Social and Recreation

Social isolation can contribute to frailty and if you don’t use your social muscles you lose them.

It’s important that both you and your loved one stay physically and socially active.  Most cities and towns offer social, physical, and hobby-based groups such as fitness, cooking, and crafts classes at local community centres, legions, and seniors centres.

Staying active and social in your community can increase your health, wellness, and quality of life. Community Links has developed  Fitness in the Kitchen, a handy exercise guide that will help keep you fit from the comfort of your own home.  Each year the Nova Scotia Department of Seniors publishes the Positive Aging Directory. This Directory gives Nova Scotians quick and easy access to the many programs and services for seniors in the province, including a variety of recreational activities.

We simply can't say enough about Adult Day Programs (ADPs)!  Besides providing a low-cost, safe, social, and active environment for your loved one, an ADP can also provide you with a break. Many caregivers have been surprised to find how much their loved one enjoys the social activities involved in an ADP, even if they are reluctant at first.  Maybe you and your loved one aren’t talking much these days because you’ve heard their stories over and over.  Chances are they will enjoy a new audience.

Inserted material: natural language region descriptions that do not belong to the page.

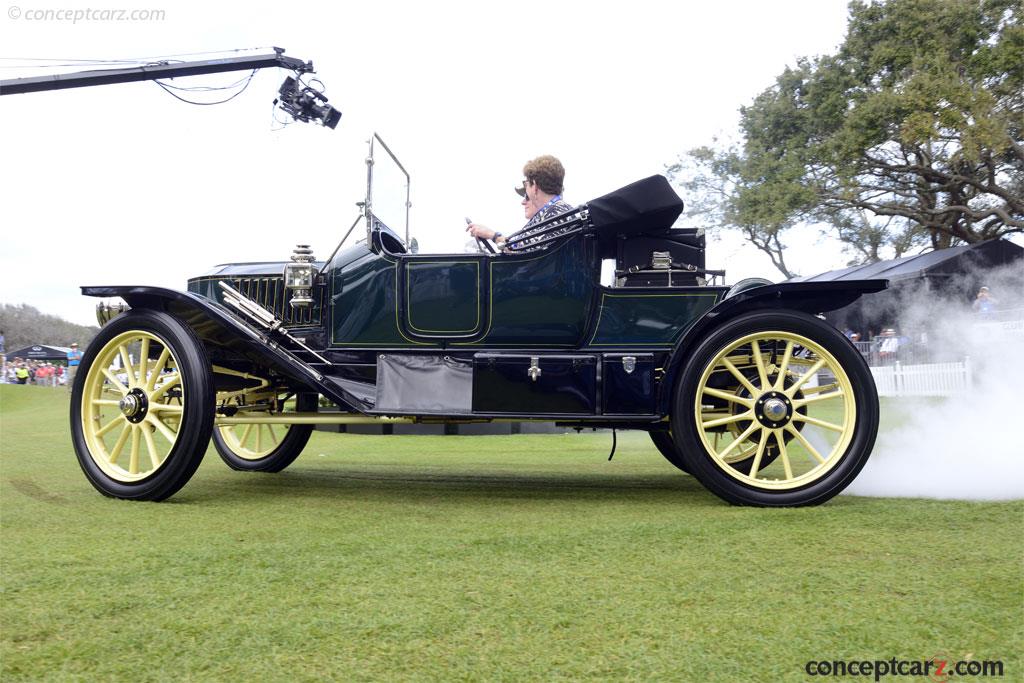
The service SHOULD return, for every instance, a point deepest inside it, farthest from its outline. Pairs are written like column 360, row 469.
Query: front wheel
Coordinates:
column 141, row 408
column 776, row 409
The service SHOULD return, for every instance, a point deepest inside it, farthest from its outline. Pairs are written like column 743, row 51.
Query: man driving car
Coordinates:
column 541, row 193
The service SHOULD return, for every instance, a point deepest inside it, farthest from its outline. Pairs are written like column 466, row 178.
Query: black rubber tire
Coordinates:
column 290, row 447
column 850, row 462
column 286, row 453
column 663, row 440
column 197, row 419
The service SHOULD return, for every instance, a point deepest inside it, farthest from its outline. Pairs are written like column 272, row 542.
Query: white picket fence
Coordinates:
column 934, row 379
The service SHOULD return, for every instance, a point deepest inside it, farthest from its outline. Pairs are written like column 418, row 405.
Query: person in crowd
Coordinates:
column 888, row 345
column 541, row 193
column 74, row 357
column 984, row 303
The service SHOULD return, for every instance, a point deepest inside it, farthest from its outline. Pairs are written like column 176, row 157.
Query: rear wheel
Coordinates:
column 256, row 447
column 264, row 447
column 141, row 408
column 776, row 409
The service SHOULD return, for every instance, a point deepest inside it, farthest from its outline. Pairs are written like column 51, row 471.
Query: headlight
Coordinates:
column 299, row 275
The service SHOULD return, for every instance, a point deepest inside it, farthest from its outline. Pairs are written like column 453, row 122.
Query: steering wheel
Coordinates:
column 484, row 246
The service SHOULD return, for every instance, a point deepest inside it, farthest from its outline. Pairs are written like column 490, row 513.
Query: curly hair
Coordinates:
column 547, row 172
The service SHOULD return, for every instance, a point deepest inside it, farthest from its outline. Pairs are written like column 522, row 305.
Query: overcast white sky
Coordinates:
column 123, row 184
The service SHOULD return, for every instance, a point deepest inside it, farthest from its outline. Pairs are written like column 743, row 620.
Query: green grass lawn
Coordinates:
column 477, row 558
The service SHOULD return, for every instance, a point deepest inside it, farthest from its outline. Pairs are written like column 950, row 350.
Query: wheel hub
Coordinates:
column 134, row 406
column 773, row 410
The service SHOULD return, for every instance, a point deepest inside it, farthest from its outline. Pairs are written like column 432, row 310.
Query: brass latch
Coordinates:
column 535, row 368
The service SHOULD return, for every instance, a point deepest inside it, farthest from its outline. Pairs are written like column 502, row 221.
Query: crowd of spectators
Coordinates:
column 44, row 373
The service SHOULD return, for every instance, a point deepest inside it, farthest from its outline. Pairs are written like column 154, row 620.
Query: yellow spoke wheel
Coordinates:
column 263, row 447
column 140, row 407
column 781, row 409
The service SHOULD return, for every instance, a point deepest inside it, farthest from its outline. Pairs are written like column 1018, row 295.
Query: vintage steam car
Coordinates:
column 743, row 387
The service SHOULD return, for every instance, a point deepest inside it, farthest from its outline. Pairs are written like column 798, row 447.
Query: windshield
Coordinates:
column 387, row 189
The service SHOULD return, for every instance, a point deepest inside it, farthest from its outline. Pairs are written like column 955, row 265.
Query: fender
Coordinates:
column 812, row 298
column 218, row 328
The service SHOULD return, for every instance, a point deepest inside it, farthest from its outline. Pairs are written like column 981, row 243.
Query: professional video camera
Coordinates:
column 306, row 103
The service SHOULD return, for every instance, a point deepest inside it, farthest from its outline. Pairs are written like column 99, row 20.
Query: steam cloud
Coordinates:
column 970, row 446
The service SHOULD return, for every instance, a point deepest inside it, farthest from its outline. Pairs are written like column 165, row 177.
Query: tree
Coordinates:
column 24, row 325
column 910, row 135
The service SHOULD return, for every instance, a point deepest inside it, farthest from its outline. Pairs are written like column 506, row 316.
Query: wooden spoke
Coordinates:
column 739, row 439
column 799, row 402
column 718, row 422
column 107, row 401
column 150, row 445
column 245, row 434
column 111, row 425
column 143, row 363
column 158, row 369
column 725, row 395
column 162, row 428
column 807, row 444
column 114, row 381
column 783, row 367
column 126, row 365
column 783, row 454
column 166, row 408
column 170, row 384
column 760, row 363
column 819, row 389
column 762, row 443
column 811, row 372
column 120, row 443
column 816, row 422
column 739, row 376
column 133, row 456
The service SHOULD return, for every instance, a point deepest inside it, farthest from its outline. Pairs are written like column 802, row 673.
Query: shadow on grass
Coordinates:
column 402, row 484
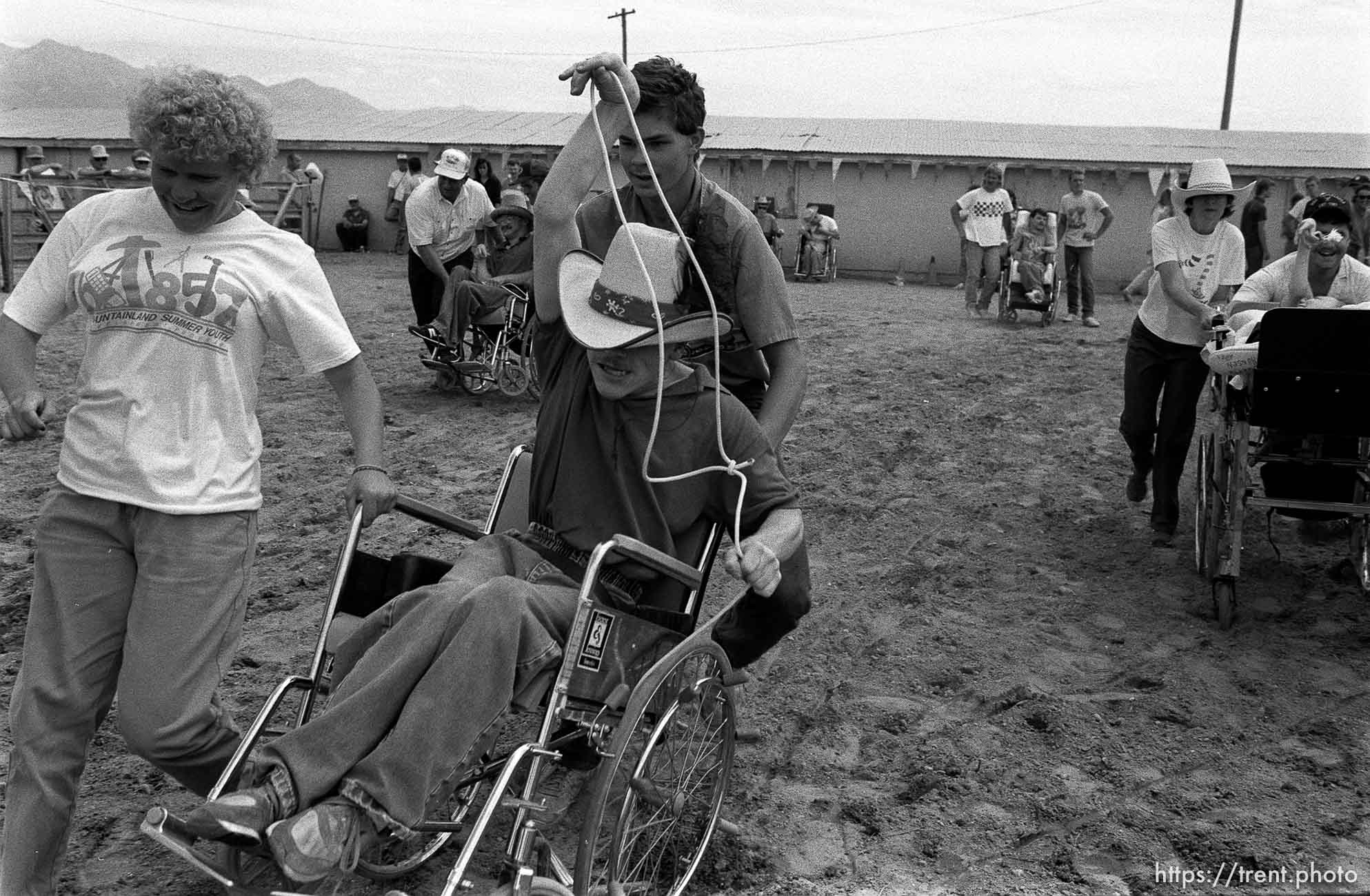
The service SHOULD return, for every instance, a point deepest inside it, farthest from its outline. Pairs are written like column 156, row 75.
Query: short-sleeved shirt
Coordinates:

We encourage you to talk to the ADP Coordinator or ask about coming for a visit.  The ADP Coordinator will be a great source of information on how to start the conversation and what points to make to encourage your loved one to attend.  More information and contacts for Adult Day Programs across Nova Scotia can be found on our website.

Caregiver Tips

Now it’s time to think about what you’ve given up socially to be a caregiver.  Maybe Tuesday lunch with friends, your quilting group or swimming twice a week?  Your wellness also depends on healthy social relationships and outings.  

You may have shared activities with your loved one like dancing or playing bridge, that they can’t do with you now.  You may have become so involved in the caregiving role for so long that you’ve forgotten what you like to do.

What would you do if you had a few minutes or hours to yourself?  Wellness Doesn’t Just Happen is a list of recreational and self-care activities we've created, organized by how much time you have to spare.  Revisit a much-loved activity or why not try something new!

You may be struggling to find the words to express to friends why you are not able to take part in their social lives. The​​​​ Caregiver’s Letter to a Friend may help you explain to your friends that, although you value the friendship, you are not available right now.